I have a couple of ideas for how the authors could convince me this isn't just a sampling artifact. The best would probably be to pick one ligand and redo the whole calculation 4 more times, start to finish - looking at the variation between those replicates would be a decent estimate of the uncertainty. Ideally, they'd do this for all of the ligands, but I recognize that's not a reasonable request, which is why I suggest doing it for 1 ligand.

A weaker test would be to break the individual ligand calculations into blocks, somehow - I'm not totally sure how to do it - and show that the blocks are self-similar. If they're all wandering through the whole of the blob in Figure 3, you're more likely to be ok. If each block populates a discrete chunk of the blob (and the overall swarm data doesn't revisit), then there's a big problem.

We thank the reviewer for the specific suggestions! We indeed followed the reviewer’s second suggestion and performed stratified cross validation with 3 subsets of the walkers.
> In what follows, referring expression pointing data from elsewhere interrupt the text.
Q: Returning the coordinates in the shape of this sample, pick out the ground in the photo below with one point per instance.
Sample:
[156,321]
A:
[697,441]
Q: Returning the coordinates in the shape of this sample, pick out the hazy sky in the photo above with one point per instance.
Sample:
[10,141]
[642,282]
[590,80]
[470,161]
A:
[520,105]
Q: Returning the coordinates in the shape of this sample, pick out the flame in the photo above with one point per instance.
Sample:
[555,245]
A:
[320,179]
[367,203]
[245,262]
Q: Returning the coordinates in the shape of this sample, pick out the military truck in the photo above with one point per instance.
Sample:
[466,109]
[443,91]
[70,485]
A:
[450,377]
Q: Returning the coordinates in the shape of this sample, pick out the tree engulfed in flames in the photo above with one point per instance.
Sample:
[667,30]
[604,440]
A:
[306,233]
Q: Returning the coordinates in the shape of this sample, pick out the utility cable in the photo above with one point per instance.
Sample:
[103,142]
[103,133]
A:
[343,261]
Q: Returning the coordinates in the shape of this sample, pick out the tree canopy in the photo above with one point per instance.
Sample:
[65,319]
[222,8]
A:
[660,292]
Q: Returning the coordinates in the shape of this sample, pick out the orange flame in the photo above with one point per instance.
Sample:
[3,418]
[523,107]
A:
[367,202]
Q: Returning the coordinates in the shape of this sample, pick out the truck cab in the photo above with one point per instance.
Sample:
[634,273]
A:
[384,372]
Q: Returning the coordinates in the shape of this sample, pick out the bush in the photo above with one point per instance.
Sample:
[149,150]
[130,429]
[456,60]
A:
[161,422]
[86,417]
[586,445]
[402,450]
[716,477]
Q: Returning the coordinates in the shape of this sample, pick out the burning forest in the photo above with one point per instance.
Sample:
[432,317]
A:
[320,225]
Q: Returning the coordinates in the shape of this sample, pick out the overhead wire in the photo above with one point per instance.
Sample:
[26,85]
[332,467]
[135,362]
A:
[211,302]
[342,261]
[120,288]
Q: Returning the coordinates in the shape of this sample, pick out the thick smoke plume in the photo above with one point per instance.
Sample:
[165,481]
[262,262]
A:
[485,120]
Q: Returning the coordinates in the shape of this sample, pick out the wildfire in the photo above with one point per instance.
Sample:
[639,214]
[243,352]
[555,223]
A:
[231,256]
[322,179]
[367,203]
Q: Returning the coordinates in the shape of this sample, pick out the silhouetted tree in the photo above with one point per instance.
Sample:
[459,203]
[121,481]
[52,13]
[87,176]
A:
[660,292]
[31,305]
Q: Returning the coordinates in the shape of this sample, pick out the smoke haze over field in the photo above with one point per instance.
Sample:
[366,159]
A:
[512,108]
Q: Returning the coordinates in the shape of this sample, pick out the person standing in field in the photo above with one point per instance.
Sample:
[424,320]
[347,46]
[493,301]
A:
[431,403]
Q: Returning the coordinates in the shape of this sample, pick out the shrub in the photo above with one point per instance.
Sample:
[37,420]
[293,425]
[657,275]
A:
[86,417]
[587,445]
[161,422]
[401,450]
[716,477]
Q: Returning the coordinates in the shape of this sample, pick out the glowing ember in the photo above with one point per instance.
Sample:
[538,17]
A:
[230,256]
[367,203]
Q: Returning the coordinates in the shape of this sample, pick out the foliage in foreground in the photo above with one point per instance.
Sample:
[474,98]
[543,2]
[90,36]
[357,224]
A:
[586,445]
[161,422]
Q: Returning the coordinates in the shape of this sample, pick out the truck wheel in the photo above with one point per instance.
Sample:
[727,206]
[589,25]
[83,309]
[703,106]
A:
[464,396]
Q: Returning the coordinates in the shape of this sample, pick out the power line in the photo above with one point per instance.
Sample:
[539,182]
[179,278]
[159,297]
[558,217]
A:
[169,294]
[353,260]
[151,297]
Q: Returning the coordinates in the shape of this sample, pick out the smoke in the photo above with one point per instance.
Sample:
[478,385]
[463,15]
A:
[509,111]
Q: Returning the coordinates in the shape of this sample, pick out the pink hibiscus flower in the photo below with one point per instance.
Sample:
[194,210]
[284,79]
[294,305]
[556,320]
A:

More details can be found under Essential Revisions. We argue that this statistical test is as legitimate as rerunning the simulation for one ligand for two reasons. First, we can perform this test for all ligands, not just one, without wasting computational resources. Second, the method is based on finding a center point in CV space by tracking a number of walkers launched from the same starting structure. Considering the high number of walkers used and that our results pass a cross validation examination, we may conclude that the position of the center point is insensitive to the random seed of the individual MD trajectories. Thus, we expect a new set of walkers launched from the same starting structure to converge to the already sampled state.

I'd want to see error estimates on the free energies in Figure 2, plus a redo of the dimension reduction in Figure 3 to see if the ligands still separate more than the replicates of 1 ligand.

See our comments above.

On a more minor note, the use of p-values in the subsection “Ligands control efficacy by reshaping microswitches’ probability distributions”, isn't really correct. The point the authors are trying to make is that the computed value doesn't predict the experiment (for good reason), and the correlation coefficients make that point for you.

We have removed the use of the p-value and only refer to the correlation between cAMP response and microswitch expectation values.